Era-lhes alheia a catástrofe anunciada pelo aumento de quatro graus na temperatura da Terra… E não era somente a velha escola que continuava em crise, era a vida que estava por um fio, com a emergência da chamada “cultura do ódio”. Professores e crianças eram assassinados a sangue frio. E não havia quem acertasse com a origem do mal.
Por essa altura, professores brasileiros ainda rumavam a Portugal, para visitar a Escola da Ponte, desconhecendo que já havia “pontes” para uma nova educação no Brasil. Senti-me no dever de divulgar o excelente projeto da Escola Aberta. e aconselhar que lhe fizessem mais do que uma visita, que nela fizessem uma “imersão” formativa.

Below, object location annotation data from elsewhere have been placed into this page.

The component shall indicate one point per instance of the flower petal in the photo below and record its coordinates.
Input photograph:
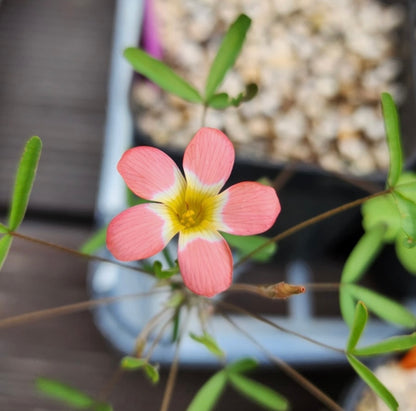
(140, 232)
(208, 160)
(205, 262)
(151, 174)
(249, 208)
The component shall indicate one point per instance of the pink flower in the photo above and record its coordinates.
(193, 207)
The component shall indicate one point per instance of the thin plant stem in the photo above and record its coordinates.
(278, 327)
(173, 372)
(67, 309)
(76, 252)
(290, 371)
(311, 221)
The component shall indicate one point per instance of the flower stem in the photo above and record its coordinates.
(290, 371)
(311, 221)
(76, 252)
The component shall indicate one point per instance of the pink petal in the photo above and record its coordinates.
(139, 232)
(151, 174)
(209, 158)
(249, 208)
(205, 262)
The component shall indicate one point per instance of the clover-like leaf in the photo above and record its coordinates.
(209, 342)
(227, 54)
(373, 382)
(208, 395)
(25, 176)
(392, 126)
(392, 344)
(358, 325)
(387, 309)
(260, 394)
(161, 74)
(363, 254)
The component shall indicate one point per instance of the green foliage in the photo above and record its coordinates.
(373, 382)
(5, 243)
(209, 394)
(258, 393)
(161, 75)
(392, 125)
(69, 395)
(209, 343)
(227, 54)
(247, 244)
(393, 344)
(384, 307)
(358, 325)
(363, 254)
(24, 181)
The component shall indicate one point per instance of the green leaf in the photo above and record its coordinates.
(242, 366)
(5, 243)
(373, 382)
(392, 126)
(95, 242)
(393, 344)
(209, 394)
(24, 180)
(406, 255)
(209, 343)
(360, 320)
(384, 307)
(363, 254)
(132, 363)
(64, 393)
(382, 210)
(246, 244)
(161, 75)
(227, 54)
(258, 393)
(347, 305)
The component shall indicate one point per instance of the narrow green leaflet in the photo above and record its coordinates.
(259, 393)
(161, 75)
(373, 382)
(5, 243)
(95, 242)
(24, 180)
(346, 305)
(392, 125)
(209, 394)
(393, 344)
(247, 244)
(384, 307)
(242, 366)
(360, 321)
(406, 255)
(209, 342)
(363, 254)
(69, 395)
(227, 54)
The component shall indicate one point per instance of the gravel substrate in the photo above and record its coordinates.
(320, 66)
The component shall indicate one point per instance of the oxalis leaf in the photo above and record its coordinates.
(227, 54)
(161, 74)
(209, 342)
(209, 394)
(24, 181)
(373, 382)
(392, 125)
(69, 395)
(360, 321)
(258, 393)
(384, 307)
(363, 254)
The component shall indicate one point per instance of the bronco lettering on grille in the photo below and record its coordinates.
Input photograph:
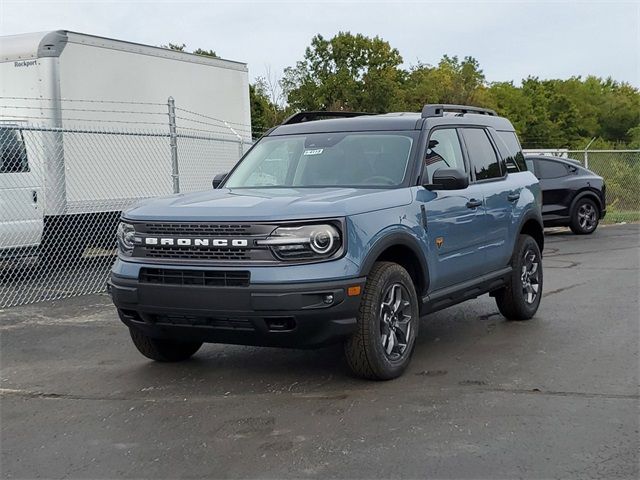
(197, 242)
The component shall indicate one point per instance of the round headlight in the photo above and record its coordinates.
(126, 234)
(321, 241)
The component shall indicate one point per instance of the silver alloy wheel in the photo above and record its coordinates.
(587, 218)
(395, 321)
(530, 276)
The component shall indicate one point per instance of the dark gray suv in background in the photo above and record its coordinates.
(572, 196)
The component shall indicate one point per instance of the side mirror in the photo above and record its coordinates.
(449, 179)
(218, 179)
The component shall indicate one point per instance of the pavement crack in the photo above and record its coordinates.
(561, 393)
(563, 289)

Em Mogi das Cruzes, em Maricá, e Caçapava do Sul e em outros lugares onde havia professores éticos, o exemplo frutificou e profundas mudanças foram operadas. Já não seria necessário atravessar o Atlântico, para conhecer o que de melhor por lá se fazia.
Chegara o tempo de os professores brasileiros deixarem de viajar para a Catalunha e passarem a ir a São Paulo. Era chegado o tempo de os educadores portugueses deixarem de perder tempo e de gastar dinheiro indo à Finlândia, tempo de atravessar o mar, para conhecer a Escola Aberta de São Paulo.